NEW YORK, NY.-
For his season opening exhibition at Metro Pictures
, the Berlin-based artist Andy Hope 1930 presents ON TIME, an exhibition of painting and three-dimensional forms that channel the evidence of art as a ghostly manifestation in a paranormal time and space.
Central to the exhibition are the "Time Tubes" that are seen as minimal sculptures, two boxes that support a tapered horizontal box with one open end. A picture frame is mounted on one end of the tube, suggesting that this is where one looks through the frame into infinite blackness. The experience of both seeing what is physically present yet encountering unidentifiable space, like an extension of Malevich's black squares, inverts Renaissance perspective so the perspective is a concrete object and the flat picture plane is virtually though not perceptually empty.
The first works encountered, but barely, in the show are "Phantoms," the circular footprint evidence of sculpture once present, is referring to the artist's 2008 Phantom Gallery exhibitions in Los Angeles and Zürich. Based directly on imagery from these shows are the artist's austere and beautifully surfaced paintings in subtly different shaped white frames, where empty rooms resonated with the visible evidence of vanished paintings and objects on the walls and floors. Painted in creams and beiges these paintings reflect the ghostly walls of the installations. Two of the paintings are in shades of gray in response to black and white photographs in the Phantom Gallery catalogue, investing the suggested source objects with yet another layer of removal from their original existence as actual paintings as part of real life.

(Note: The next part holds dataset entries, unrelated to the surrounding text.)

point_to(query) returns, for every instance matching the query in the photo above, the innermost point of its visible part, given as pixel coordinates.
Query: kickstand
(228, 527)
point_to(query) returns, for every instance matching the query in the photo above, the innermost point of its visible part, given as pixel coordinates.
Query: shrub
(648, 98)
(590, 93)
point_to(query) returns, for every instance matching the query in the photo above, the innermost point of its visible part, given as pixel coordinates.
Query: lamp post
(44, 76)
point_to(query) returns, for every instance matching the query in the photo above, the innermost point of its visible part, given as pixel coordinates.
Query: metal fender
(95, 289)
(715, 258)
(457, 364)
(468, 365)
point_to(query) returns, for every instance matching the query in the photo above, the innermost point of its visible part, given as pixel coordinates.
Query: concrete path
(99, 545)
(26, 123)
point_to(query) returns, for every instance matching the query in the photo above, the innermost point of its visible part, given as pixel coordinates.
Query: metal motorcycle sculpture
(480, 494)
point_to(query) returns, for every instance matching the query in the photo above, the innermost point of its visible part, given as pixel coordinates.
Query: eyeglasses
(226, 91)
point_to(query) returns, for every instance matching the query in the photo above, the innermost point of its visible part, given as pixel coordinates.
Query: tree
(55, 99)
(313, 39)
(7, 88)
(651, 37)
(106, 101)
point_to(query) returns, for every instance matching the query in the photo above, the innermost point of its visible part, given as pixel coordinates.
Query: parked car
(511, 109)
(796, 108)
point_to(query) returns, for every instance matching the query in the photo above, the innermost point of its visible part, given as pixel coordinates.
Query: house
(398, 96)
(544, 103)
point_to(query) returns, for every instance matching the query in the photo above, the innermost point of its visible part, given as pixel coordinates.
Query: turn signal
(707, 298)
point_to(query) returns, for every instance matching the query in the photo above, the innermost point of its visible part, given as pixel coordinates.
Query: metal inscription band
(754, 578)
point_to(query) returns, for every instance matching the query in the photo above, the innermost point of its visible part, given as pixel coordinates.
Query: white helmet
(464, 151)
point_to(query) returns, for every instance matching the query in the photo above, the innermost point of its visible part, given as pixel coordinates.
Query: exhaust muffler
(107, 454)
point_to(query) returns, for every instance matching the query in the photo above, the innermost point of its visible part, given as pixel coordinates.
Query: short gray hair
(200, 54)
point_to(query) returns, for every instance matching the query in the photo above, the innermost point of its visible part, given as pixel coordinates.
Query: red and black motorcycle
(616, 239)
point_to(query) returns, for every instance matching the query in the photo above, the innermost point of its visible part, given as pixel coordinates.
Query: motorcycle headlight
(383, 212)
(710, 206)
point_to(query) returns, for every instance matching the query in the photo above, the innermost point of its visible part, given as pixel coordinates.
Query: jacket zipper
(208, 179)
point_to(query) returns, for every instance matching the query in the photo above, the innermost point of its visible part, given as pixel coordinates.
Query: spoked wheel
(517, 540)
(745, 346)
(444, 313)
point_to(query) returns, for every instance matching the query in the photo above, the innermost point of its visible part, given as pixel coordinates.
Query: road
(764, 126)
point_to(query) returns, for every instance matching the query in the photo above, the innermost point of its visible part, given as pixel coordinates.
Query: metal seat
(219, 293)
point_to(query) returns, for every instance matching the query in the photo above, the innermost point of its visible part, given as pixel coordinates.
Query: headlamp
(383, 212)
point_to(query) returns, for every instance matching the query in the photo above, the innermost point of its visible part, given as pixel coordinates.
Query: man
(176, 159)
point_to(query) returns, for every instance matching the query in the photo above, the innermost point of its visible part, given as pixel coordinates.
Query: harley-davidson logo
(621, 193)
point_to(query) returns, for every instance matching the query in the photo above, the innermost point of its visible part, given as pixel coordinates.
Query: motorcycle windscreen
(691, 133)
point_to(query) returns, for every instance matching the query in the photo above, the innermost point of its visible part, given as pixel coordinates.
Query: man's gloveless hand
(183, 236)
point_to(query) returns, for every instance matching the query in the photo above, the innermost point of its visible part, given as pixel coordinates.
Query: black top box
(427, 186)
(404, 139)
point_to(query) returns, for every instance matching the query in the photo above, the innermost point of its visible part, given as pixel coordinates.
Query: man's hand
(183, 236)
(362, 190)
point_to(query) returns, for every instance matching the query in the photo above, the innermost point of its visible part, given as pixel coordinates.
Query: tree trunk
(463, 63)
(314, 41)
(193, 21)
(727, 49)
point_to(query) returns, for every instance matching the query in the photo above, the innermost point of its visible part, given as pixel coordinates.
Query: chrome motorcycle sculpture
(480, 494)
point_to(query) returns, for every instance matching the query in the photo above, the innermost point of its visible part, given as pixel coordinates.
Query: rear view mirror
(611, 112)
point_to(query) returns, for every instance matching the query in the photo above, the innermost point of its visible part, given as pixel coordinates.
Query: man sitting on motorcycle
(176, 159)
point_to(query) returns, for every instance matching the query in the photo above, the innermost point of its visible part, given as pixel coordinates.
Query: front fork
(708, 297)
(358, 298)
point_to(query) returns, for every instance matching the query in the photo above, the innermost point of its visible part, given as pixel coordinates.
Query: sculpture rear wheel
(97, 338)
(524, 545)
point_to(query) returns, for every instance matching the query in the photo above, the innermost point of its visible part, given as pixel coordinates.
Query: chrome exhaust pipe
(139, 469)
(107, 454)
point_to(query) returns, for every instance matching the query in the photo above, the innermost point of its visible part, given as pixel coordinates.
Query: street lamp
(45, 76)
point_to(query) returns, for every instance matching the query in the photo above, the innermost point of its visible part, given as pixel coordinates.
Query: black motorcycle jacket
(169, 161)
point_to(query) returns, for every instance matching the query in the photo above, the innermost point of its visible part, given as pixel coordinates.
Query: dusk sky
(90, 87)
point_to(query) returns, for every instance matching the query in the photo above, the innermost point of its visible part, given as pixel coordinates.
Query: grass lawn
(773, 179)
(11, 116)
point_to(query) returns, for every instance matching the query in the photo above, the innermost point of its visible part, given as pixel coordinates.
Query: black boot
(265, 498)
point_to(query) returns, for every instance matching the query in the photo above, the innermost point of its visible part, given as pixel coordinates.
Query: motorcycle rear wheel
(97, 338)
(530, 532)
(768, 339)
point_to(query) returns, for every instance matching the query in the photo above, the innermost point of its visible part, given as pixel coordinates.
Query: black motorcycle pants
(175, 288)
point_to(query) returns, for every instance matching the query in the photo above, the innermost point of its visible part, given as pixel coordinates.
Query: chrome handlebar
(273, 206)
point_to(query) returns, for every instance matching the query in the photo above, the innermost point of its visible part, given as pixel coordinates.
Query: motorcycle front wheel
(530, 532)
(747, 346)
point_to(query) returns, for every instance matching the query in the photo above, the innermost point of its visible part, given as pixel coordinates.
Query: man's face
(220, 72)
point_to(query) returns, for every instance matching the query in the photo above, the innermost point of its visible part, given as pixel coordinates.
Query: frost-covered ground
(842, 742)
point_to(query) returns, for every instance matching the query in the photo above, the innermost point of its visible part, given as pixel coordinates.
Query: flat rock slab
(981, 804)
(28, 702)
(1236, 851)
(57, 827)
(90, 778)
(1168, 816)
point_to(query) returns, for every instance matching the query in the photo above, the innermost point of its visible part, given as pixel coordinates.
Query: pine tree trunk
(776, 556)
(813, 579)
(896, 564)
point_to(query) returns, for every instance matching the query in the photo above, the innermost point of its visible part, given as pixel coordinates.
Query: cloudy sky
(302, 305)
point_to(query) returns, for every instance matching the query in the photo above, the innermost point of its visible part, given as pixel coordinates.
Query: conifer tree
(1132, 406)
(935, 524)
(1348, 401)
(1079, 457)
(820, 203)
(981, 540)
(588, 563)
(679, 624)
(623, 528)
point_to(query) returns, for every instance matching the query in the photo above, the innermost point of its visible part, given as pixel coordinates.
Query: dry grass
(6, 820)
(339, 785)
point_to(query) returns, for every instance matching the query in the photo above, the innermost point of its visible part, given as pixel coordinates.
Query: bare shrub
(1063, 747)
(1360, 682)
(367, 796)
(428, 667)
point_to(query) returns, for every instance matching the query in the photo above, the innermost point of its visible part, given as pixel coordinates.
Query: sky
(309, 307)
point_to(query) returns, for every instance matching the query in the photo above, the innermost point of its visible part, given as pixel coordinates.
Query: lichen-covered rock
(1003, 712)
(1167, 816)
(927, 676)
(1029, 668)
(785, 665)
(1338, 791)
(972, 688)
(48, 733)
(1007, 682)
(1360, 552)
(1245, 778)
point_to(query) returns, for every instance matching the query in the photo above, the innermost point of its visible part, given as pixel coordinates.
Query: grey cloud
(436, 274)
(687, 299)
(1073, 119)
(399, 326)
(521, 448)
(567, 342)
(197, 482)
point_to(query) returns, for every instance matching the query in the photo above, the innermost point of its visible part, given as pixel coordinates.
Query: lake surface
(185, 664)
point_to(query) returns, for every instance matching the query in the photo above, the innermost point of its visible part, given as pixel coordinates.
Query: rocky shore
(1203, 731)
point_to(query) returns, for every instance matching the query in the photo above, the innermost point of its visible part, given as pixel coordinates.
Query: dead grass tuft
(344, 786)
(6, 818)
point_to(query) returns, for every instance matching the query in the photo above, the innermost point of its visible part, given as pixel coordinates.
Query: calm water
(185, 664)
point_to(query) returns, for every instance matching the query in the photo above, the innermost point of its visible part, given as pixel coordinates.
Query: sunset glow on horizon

The third room presents Nova Nomad, a three-dimensional work that includes a painting and foreshortened stairs encircled by a picture frame, and a Star Trek multi-level chessboard. Hope is exploring in these ghostly and mystical representations his more romantic relationship to art and it's mysterious powers, while continuing to draw upon science fiction, comic book heroes, and other cultural clutter.
Andy Hope 1930 lives and works in Berlin. Recent solo exhibitions include the Charles Riva Collection, Brussels; The Freud Museum, London; and Sammlung Goetz, Munich. His work has recently been included in exhibitions at the Hamburger Bahnhof, Berlin; Kunstforum Ostdeutsche Galerie, Regensburg; Kunstverein Braunschweig, Germany; and the ZKM Center for Art and Media, Karlsruhe.